Site Reliability Engineer

Site Reliability Engineer

  • Partly remote (2 days per week in the office) but can be flexible
  • (Preferably an hour commute) from Leeds, Crawley, or Worthing
  • Permanent, Full-time

Main Purpose of Job

The client is forming a brand-new site reliability team from the ground up that will be responsible for availability, latency, performance, efficiency, change management, monitoring, emergency response, capacity planning and make existing sites more reliable, efficient, and scalable.

This is an exciting opportunity to be part of and shape a new team specialized in systems, whether it be networking, reverse engineering Windows DLL, debugging storage latency, the Linux kernel, or some more specific interest in scaling, algorithms, or distributed systems using cutting edge observability tools.

There are several new roles available, at different levels of experience.

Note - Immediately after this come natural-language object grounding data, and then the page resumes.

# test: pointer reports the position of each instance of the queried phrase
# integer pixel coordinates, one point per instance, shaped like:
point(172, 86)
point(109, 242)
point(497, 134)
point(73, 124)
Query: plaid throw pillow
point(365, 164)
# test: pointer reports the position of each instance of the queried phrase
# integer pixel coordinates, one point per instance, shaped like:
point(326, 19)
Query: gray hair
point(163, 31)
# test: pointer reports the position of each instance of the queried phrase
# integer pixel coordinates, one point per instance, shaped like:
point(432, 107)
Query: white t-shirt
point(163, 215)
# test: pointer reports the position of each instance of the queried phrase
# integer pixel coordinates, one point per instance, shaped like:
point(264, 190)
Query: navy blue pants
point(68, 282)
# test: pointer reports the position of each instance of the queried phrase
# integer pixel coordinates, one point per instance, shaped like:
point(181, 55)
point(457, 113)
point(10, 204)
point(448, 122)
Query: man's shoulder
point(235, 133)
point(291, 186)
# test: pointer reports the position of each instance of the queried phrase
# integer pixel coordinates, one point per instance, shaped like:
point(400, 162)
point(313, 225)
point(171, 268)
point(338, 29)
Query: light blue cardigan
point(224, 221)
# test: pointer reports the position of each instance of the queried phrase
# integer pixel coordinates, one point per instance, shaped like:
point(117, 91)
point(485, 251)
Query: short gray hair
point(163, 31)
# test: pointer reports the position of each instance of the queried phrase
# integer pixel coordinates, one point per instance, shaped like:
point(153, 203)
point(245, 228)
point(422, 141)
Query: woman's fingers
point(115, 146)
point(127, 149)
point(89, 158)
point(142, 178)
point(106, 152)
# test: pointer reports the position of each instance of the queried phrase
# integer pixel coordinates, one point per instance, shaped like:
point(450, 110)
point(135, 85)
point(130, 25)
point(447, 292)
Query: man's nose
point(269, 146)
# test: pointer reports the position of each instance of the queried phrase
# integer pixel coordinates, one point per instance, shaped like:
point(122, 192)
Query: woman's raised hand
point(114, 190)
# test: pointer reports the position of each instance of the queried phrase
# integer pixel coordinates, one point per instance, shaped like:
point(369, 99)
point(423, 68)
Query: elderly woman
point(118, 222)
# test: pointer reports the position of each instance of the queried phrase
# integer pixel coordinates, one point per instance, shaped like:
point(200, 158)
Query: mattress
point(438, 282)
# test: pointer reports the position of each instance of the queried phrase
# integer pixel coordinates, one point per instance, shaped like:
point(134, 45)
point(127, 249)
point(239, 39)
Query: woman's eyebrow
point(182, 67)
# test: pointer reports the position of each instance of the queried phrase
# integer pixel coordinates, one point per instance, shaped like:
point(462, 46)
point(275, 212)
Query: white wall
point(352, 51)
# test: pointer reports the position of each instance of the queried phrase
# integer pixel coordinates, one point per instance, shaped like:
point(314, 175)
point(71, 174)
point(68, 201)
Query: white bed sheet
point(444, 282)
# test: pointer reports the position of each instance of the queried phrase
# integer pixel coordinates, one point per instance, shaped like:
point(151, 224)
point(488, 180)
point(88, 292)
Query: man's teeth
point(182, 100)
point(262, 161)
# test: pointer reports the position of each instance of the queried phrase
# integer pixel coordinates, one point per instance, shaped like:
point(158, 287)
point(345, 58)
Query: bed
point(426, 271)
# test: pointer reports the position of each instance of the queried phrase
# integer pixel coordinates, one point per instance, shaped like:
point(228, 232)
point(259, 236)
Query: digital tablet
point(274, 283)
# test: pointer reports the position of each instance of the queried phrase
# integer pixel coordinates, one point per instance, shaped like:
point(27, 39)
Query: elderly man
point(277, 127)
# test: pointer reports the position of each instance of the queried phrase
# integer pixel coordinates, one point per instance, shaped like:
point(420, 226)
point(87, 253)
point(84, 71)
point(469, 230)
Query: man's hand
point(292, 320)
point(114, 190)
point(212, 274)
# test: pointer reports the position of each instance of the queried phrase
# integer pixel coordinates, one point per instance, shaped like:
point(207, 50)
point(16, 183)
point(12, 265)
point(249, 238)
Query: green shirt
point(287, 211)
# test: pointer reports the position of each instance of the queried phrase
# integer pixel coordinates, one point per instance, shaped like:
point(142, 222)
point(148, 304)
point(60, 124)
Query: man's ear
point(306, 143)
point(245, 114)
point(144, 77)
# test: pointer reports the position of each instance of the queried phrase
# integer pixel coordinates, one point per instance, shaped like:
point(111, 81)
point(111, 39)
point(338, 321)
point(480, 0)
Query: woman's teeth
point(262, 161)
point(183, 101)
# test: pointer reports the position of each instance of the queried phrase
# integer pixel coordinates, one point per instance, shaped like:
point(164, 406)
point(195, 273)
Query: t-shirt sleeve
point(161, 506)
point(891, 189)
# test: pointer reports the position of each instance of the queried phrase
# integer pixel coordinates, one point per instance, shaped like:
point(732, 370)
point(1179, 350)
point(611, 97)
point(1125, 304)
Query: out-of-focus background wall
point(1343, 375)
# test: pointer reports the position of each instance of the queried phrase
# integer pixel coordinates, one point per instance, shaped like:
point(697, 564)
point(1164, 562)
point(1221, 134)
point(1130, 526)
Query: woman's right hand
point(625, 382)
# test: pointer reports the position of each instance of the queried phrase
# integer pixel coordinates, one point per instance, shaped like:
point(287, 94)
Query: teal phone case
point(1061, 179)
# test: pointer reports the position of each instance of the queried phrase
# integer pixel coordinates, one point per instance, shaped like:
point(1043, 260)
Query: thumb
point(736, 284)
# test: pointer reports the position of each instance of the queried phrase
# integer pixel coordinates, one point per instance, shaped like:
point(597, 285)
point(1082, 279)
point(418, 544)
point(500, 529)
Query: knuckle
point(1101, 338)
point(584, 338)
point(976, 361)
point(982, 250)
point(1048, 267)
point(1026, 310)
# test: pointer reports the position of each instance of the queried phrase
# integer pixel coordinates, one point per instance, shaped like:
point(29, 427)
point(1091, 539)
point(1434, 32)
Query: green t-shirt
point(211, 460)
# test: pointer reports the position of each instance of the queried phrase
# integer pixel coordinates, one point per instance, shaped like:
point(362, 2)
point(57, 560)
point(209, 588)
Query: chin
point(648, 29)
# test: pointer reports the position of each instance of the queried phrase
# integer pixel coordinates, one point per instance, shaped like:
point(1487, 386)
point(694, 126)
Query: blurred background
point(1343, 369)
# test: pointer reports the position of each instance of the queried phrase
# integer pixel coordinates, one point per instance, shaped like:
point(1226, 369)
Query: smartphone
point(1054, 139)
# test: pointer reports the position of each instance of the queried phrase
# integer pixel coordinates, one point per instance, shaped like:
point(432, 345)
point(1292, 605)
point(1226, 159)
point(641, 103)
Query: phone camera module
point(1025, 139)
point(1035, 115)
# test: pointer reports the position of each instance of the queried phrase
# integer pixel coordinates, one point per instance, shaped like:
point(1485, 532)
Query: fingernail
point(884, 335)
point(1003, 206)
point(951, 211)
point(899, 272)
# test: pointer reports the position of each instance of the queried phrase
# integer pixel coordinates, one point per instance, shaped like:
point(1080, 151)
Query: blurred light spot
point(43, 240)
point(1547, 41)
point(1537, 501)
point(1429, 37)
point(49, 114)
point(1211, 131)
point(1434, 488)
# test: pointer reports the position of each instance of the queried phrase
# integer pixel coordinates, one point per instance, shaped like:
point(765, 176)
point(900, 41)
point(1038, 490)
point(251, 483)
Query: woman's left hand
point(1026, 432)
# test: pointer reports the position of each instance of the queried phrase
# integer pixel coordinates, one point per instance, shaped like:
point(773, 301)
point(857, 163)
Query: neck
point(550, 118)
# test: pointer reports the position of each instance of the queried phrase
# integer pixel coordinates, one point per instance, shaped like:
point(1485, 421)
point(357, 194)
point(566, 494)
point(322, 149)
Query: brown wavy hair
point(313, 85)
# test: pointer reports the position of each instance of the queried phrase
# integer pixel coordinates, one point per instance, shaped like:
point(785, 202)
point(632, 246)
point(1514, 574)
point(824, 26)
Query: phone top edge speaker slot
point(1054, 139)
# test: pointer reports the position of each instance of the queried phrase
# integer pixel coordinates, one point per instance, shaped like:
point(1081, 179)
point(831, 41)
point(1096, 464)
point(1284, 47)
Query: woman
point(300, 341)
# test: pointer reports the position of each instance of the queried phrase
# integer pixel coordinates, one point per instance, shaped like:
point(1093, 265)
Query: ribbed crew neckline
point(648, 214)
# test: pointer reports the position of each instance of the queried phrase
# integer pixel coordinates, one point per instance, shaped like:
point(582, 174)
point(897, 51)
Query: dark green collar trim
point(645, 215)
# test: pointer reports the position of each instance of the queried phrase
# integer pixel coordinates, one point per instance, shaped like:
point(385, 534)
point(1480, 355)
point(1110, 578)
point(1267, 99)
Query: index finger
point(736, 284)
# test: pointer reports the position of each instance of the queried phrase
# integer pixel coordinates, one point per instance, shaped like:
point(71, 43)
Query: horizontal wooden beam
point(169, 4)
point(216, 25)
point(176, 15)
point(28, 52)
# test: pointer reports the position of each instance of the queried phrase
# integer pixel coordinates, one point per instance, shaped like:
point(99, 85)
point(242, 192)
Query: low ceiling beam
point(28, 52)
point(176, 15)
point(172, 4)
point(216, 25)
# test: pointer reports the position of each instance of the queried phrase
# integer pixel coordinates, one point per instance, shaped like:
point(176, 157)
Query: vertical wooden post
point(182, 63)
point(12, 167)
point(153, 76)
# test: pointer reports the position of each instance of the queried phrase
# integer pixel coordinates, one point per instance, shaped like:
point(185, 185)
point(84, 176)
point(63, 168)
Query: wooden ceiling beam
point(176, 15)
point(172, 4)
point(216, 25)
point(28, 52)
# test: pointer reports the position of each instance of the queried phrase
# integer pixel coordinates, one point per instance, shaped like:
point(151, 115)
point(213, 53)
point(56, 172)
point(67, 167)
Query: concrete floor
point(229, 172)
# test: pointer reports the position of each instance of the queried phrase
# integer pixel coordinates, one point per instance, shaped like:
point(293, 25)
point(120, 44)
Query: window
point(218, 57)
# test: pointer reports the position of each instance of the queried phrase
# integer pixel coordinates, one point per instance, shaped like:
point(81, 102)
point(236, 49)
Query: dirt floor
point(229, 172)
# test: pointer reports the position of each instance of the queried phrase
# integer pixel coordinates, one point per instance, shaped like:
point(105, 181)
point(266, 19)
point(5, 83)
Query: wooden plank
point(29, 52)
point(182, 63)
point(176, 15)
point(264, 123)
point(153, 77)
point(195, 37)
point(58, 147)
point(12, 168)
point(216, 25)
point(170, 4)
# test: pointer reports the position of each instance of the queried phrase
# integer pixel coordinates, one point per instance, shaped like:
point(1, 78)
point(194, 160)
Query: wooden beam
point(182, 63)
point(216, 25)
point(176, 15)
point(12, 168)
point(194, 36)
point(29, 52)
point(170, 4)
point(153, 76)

Core Duties/Responsibilities

The successful candidate will share several responsibilities within the team, with a strong focus on getting to the root of production issues and ensuring they don't happen again. You must;

  • Work in close collaboration with software development teams to shape the future roadmap and establish strong operational readiness across multiple departments and applications.
  • Proactively identify systems that lack appropriate scaling, high availability, and stability - as well as provide immediate corrective action for incidents and ultimately recommend long-term resolutions.
  • Identify Service Level Indicators (SLIs) that will align the team to meet availability and latency objectives.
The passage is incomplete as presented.